INTERVIEW WITH MY DAD ON THE TOPIC OF PAGEANTRY
(Please note that in some places I have taken the liberty of paraphrasing what my dad said.)

Eleanor: How would you define pageantry?

Dad: Pageantry is an art form that is a combination of music, symbols, costume, and dance that communicates at all the levels of how humans experience things – through the intellect and through emotion, the heart. Pageantry touches us in ways that intellect alone does not. It is a way of acknowledging, remembering and celebrating life.

Pageantry acknowledges what music, symbols, stories and art forms touch us and have meaning for us. It helps us remember who we are and pulls us to be more human, to be the best we can be. That is pageantry at its best.

Eleanor: What are some of your early memories of being exposed to theater and pageantry?

Dad: When I was in first grade [in public elementary school in Los Angeles], our school celebrated May Day. We had a May Day pole with ribbons hanging down and each one took a ribbon and walked in a circle around the pole with it. This represented a new dimension of life for me.

The school took us to see many operas, for example La Traviata . I was given a lot of culture in this way. They also took us to see the Los Angeles Philharmonic. We were bused to all these events.

I remember the costumes, the lighting, how the stories were told in art form. We were taught what the stories meant before going to the shows and we were taught who to look for in terms of the characters.

In terms of pageantry, there were school graduations and in college, there was pageantry surrounding football games.
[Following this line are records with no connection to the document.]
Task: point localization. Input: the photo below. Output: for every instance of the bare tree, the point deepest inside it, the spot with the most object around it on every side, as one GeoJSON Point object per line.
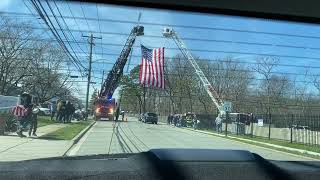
{"type": "Point", "coordinates": [14, 59]}
{"type": "Point", "coordinates": [46, 81]}
{"type": "Point", "coordinates": [264, 68]}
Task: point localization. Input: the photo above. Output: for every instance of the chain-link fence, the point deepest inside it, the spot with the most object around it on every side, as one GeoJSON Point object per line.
{"type": "Point", "coordinates": [296, 128]}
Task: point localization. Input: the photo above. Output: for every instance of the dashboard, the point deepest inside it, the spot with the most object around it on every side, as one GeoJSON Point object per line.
{"type": "Point", "coordinates": [162, 164]}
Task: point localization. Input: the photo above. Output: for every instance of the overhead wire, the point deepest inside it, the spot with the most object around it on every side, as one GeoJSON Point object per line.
{"type": "Point", "coordinates": [44, 16]}
{"type": "Point", "coordinates": [191, 27]}
{"type": "Point", "coordinates": [66, 25]}
{"type": "Point", "coordinates": [63, 32]}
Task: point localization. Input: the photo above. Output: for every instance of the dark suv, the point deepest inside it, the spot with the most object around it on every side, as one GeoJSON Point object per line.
{"type": "Point", "coordinates": [150, 117]}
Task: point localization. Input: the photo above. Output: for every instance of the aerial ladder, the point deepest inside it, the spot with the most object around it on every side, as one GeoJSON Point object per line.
{"type": "Point", "coordinates": [113, 78]}
{"type": "Point", "coordinates": [221, 106]}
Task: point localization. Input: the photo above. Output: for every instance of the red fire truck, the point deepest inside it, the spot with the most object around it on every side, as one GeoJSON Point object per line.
{"type": "Point", "coordinates": [105, 109]}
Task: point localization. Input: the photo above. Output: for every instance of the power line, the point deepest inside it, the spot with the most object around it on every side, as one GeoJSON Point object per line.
{"type": "Point", "coordinates": [207, 40]}
{"type": "Point", "coordinates": [63, 32]}
{"type": "Point", "coordinates": [66, 25]}
{"type": "Point", "coordinates": [207, 50]}
{"type": "Point", "coordinates": [44, 16]}
{"type": "Point", "coordinates": [186, 26]}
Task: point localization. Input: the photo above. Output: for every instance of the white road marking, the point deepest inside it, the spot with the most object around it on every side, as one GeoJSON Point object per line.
{"type": "Point", "coordinates": [75, 149]}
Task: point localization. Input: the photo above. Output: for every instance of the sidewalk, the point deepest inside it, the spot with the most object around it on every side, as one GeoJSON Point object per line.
{"type": "Point", "coordinates": [14, 148]}
{"type": "Point", "coordinates": [269, 145]}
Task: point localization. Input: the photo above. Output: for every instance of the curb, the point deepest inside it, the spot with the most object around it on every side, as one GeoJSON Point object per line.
{"type": "Point", "coordinates": [76, 139]}
{"type": "Point", "coordinates": [261, 143]}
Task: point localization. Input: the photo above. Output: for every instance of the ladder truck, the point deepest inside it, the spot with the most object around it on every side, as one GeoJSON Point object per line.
{"type": "Point", "coordinates": [106, 106]}
{"type": "Point", "coordinates": [221, 105]}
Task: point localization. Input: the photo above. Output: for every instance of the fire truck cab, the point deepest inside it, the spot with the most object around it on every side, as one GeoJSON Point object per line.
{"type": "Point", "coordinates": [105, 109]}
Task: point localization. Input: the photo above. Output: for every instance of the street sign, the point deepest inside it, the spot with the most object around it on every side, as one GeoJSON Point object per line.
{"type": "Point", "coordinates": [227, 106]}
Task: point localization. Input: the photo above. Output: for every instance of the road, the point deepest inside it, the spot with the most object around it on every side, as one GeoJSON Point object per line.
{"type": "Point", "coordinates": [134, 136]}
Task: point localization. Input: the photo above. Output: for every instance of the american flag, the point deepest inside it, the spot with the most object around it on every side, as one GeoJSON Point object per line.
{"type": "Point", "coordinates": [152, 67]}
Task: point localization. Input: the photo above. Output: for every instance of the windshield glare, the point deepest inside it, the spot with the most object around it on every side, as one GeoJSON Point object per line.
{"type": "Point", "coordinates": [212, 82]}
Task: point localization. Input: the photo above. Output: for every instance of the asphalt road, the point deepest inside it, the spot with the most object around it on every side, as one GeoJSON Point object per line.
{"type": "Point", "coordinates": [133, 136]}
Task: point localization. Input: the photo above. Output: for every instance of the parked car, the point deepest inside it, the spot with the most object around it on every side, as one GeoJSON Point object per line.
{"type": "Point", "coordinates": [44, 111]}
{"type": "Point", "coordinates": [150, 117]}
{"type": "Point", "coordinates": [295, 126]}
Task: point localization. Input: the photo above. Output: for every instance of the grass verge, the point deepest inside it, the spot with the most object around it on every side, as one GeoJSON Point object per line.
{"type": "Point", "coordinates": [44, 120]}
{"type": "Point", "coordinates": [67, 133]}
{"type": "Point", "coordinates": [275, 142]}
{"type": "Point", "coordinates": [313, 148]}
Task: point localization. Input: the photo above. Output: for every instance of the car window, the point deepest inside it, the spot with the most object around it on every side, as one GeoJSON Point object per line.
{"type": "Point", "coordinates": [212, 81]}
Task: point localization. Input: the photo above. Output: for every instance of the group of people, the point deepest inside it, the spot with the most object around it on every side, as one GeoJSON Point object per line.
{"type": "Point", "coordinates": [26, 115]}
{"type": "Point", "coordinates": [63, 110]}
{"type": "Point", "coordinates": [179, 120]}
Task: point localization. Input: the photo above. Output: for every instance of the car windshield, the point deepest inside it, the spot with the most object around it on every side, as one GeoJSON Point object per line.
{"type": "Point", "coordinates": [212, 81]}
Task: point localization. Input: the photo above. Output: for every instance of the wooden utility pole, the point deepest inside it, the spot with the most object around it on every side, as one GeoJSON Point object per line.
{"type": "Point", "coordinates": [90, 41]}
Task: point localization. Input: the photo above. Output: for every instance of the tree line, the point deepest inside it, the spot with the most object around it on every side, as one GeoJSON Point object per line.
{"type": "Point", "coordinates": [29, 64]}
{"type": "Point", "coordinates": [255, 88]}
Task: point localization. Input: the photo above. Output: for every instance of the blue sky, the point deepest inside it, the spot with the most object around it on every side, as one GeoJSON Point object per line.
{"type": "Point", "coordinates": [185, 19]}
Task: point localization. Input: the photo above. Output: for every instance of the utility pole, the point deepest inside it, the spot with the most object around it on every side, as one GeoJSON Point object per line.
{"type": "Point", "coordinates": [102, 79]}
{"type": "Point", "coordinates": [90, 41]}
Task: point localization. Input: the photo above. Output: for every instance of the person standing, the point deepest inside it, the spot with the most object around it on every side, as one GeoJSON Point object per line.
{"type": "Point", "coordinates": [218, 124]}
{"type": "Point", "coordinates": [53, 109]}
{"type": "Point", "coordinates": [122, 114]}
{"type": "Point", "coordinates": [117, 113]}
{"type": "Point", "coordinates": [33, 122]}
{"type": "Point", "coordinates": [59, 104]}
{"type": "Point", "coordinates": [63, 112]}
{"type": "Point", "coordinates": [23, 113]}
{"type": "Point", "coordinates": [73, 109]}
{"type": "Point", "coordinates": [68, 111]}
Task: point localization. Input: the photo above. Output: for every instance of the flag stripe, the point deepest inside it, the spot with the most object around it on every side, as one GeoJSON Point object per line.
{"type": "Point", "coordinates": [151, 68]}
{"type": "Point", "coordinates": [162, 68]}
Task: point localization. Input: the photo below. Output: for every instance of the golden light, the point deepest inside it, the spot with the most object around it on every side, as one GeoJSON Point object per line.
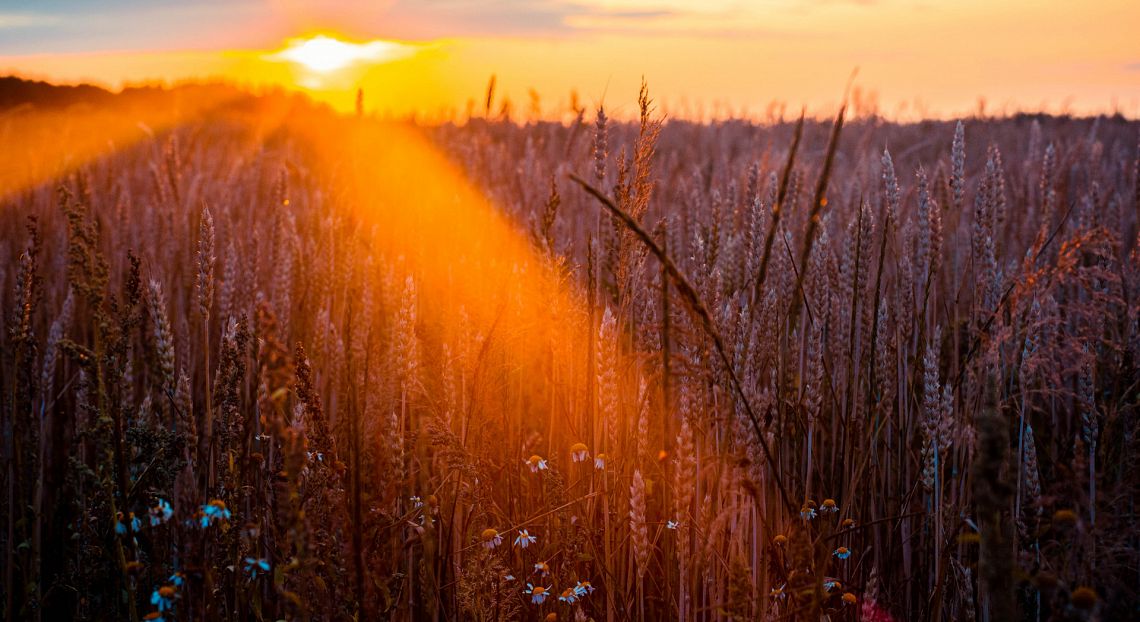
{"type": "Point", "coordinates": [323, 54]}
There were also parades like the Rose Parade. I remember marching bands at Cal Berkeley football games and seeing those bands touched me.

Eleanor: What has been the appeal of pageantry to you?

Dad: Pageantry has given me a strong sense of belonging, community, purpose, strength, and the idea of overcoming adversity by becoming excellent. I have always been vulnerable to inspiration.

Pageantry is important in shaping children, especially if things are not going perfectly at home.

It’s important to have public pageantry. A few people, a small remnant of people who have a strong sense for idealism and excellence can create pageantry in a way that can teach, affect, and lift up the whole community.

It is important to participate in pageantry, too, to be an actor in it and not only a recipient. We participated in some marches to help prevent war in Iraq.

Eleanor: What made you decide to take us to those musicals when we were younger?

Dad: You should have those experiences when you are really young. When I took you to see The King and I, I encouraged you to run behind the scenes to see the actors in the dressing rooms. You said “Aren’t you coming with me?” and I said “No, you can do it.” And you did that while I waited at the stage door.

Eleanor: If you were going to put on a pageant today, what would it be about?

Dad: It would be a pageant that shows the beauty of the races, religions, sexes, preferences, nations, and animals. It would be an acknowledgement of beauty and life. I would just celebrate it!

Dad's name is Len Traubman. He lives in San Mateo, CA with my mom Libby. They pioneered the Jewish - Palestinian Dialogue Group. For more info: http://traubman.igc.org/global.htm

2 comments:

Joyce Hanson said...

Hey, E. Pageantry: great topic! I went on a date once with a guy who took me to a college basketball game. I didn't pay much attention to the play itself, but I was enormously entertained by everything going on around me--the crowd, the music and ambient sounds, the way the players moved, the cheering and mascots. My date told me I had a marvelous sense of pageantry, and I was flattered.

Eleanor Traubman said...

Hi Joyce: Yes, indeed! There is a ton of pageantry in sports!